Sometimes one-way walking is specified for smooth pedestrian traffic flow, or in the case of entrance checks (such as ticket checks) and exit checks (e.g. the check-out in a shop). They may be outdoors (e.g. an extra exit of a zoo), or in a building, or in a vehicle (e.g. a tram). In addition to signs, there may be various forms and levels of enforcement, such as:
- personnel; sometimes a "soft" traffic control system is supported by vigilant staff monitoring
- a turnstile; however, turnstile jumping is possible
- a High Entrance/Exit Turnstile (HEET)
- a one-way revolving door
- an escalator; however, the escalator can be traversed in opposite direction, by walking up or down the stairs faster than it moves
- an elevator that can only be called from one floor; this is common in IKEA stores.
- Two-way elevators: passengers enter from the front on one floor and exit from the back in another floor. This is common in two-level Target stores.

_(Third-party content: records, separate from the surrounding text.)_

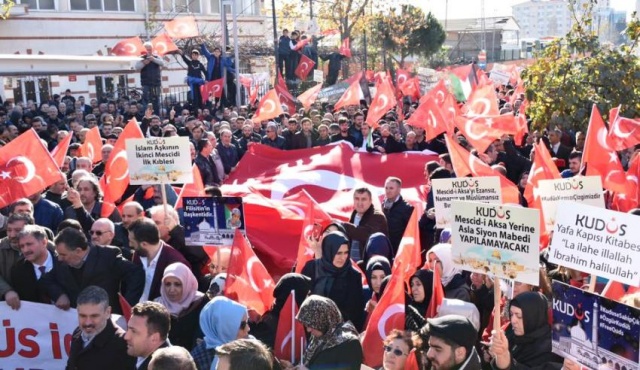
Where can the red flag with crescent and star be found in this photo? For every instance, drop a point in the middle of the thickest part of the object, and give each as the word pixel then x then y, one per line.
pixel 26 167
pixel 92 146
pixel 162 44
pixel 182 28
pixel 286 335
pixel 131 47
pixel 269 107
pixel 388 315
pixel 115 180
pixel 248 281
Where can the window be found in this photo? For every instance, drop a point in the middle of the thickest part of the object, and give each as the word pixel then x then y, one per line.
pixel 104 5
pixel 38 4
pixel 175 6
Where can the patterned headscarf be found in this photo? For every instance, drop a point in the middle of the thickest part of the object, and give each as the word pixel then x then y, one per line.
pixel 322 314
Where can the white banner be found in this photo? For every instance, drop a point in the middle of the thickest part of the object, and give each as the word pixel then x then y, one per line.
pixel 159 160
pixel 471 189
pixel 597 241
pixel 497 240
pixel 37 336
pixel 581 189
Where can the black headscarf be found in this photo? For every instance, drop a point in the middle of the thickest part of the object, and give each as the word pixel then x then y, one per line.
pixel 326 272
pixel 288 282
pixel 426 278
pixel 377 263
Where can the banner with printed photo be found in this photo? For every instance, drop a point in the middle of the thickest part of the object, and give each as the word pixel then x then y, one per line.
pixel 496 240
pixel 212 220
pixel 470 189
pixel 40 343
pixel 597 241
pixel 594 331
pixel 581 189
pixel 159 160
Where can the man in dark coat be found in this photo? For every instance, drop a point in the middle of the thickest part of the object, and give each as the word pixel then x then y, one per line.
pixel 364 221
pixel 396 210
pixel 97 343
pixel 80 264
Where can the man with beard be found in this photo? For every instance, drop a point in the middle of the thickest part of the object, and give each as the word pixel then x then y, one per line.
pixel 152 254
pixel 451 343
pixel 81 264
pixel 97 343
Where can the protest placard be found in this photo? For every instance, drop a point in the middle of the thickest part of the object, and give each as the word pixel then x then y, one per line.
pixel 581 189
pixel 157 160
pixel 476 189
pixel 597 241
pixel 212 220
pixel 496 240
pixel 594 331
pixel 42 343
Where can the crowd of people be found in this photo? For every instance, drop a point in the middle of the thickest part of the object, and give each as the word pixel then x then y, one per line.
pixel 56 248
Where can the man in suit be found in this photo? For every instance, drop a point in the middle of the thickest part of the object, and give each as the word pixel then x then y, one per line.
pixel 152 254
pixel 97 343
pixel 557 149
pixel 147 331
pixel 396 210
pixel 36 262
pixel 80 264
pixel 364 221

- a door or gate that can only be opened from one side (a manual or electric lock, or simply a door that is pushed open and has no doorknob on the other side), or which automatically opens from one side. (However, with help from someone on the other side, it may often be bypassed in the reverse direction.)
  - entrance of a shop
  - an emergency exit, which may activate an alarm
- Airports - (e.g. passport control, customs, baggage security)

Sometimes a door or gate can be opened freely from one side, and only with a key or by inserting a coin from the other side (house door, door with a coin slot, e.g. giving entrance to a pay toilet). The latter can be passed without paying when somebody else leaves, and by multiple persons if only one pays (as opposed to a coin-operated turnstile).